相次ぐ「あおり運転」や「高齢ドライバー事故」などを受け、ドライブレコーダー(ドラレコ)が売れに売れている。
不測の事故に巻き込まれたときにきちんと“証拠”を残してくれる──そんな期待がドラレコ人気の背景にあるわけだが、法科学解析研究所・代表理事の石橋宏典氏は、こんな注意喚起をする。
「最近の交通事故鑑定では、ドラレコの映像解析作業が多くを占めますので、使い方には注意を払っていただきたいですね。たとえばHDR機能はオフにしたほうがいいでしょう」
HDRとは、画像の明暗差を自動補正する機能で、白トビと黒つぶれを抑えて〈見やすくする〉が、石橋氏によれば注意すべき点があるという。

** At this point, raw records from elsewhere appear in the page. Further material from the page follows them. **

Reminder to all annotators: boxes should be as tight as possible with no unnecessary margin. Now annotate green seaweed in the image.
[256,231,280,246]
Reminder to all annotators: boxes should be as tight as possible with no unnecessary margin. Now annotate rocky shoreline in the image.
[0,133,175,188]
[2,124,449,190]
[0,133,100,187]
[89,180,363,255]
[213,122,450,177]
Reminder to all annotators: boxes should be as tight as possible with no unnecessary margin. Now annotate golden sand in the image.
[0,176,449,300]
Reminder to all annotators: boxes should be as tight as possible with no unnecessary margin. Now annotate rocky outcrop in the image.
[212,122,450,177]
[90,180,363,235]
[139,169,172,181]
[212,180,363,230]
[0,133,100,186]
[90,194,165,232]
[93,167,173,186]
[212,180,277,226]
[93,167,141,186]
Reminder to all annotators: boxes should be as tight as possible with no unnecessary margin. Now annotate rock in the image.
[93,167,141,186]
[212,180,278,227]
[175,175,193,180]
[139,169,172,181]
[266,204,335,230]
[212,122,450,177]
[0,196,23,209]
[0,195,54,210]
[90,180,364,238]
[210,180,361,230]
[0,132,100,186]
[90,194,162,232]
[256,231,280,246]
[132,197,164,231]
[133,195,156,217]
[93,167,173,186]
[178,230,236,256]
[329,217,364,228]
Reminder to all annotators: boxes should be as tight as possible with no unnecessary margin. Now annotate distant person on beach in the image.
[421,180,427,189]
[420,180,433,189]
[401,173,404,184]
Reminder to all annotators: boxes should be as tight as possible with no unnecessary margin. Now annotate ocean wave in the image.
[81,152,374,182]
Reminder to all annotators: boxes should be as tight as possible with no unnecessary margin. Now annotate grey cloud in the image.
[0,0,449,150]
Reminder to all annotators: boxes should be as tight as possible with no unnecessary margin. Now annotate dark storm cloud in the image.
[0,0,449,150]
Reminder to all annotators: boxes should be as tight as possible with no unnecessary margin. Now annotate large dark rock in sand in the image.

「HDRを使うと、一見きれいな映像が撮れますが、ズームアップして見ると、細部がブレていることがある。ドラレコのモニター上では鮮明に映っているように見えても、細部を拡大してみると、ブレブレでナンバープレートが読めないということがあります。
それなら機能をオフにして、ピント優先のノーマルモードで撮っておいたほうが安全です。映像の明るさは後で調整できますが、ずれたピントを合わせることはできません」(石橋氏)
映像が思ったより粗かったという例では、こんな落とし穴もある。定年退職後は最新電気製品をチェックするのが趣味だという60代男性は、前方に急に割り込んで走り去った自動車のナンバーを撮り逃してしまった。
「360度レンズが2つついた、〈720度全天球レンズ型〉を購入したんですが……。危険な運転をした自動車のナンバーを確認しようとしたら、思ったより不鮮明でした」
最新機種だからと過信してはいけない。
「〈720度全天球レンズ型〉と言われると、死角が全く無いようですが、じつは広い範囲を撮れる分、画質が落ちます。画素数や解像度がよっぽど高い機種じゃないと、細部までは撮れないことが起こり得ます」(自動車パーツ会社の役員)
ドラレコが強い味方、大きな安心であるのは間違いないが、その機能の長所と短所はきちんと把握しておきたいところだ。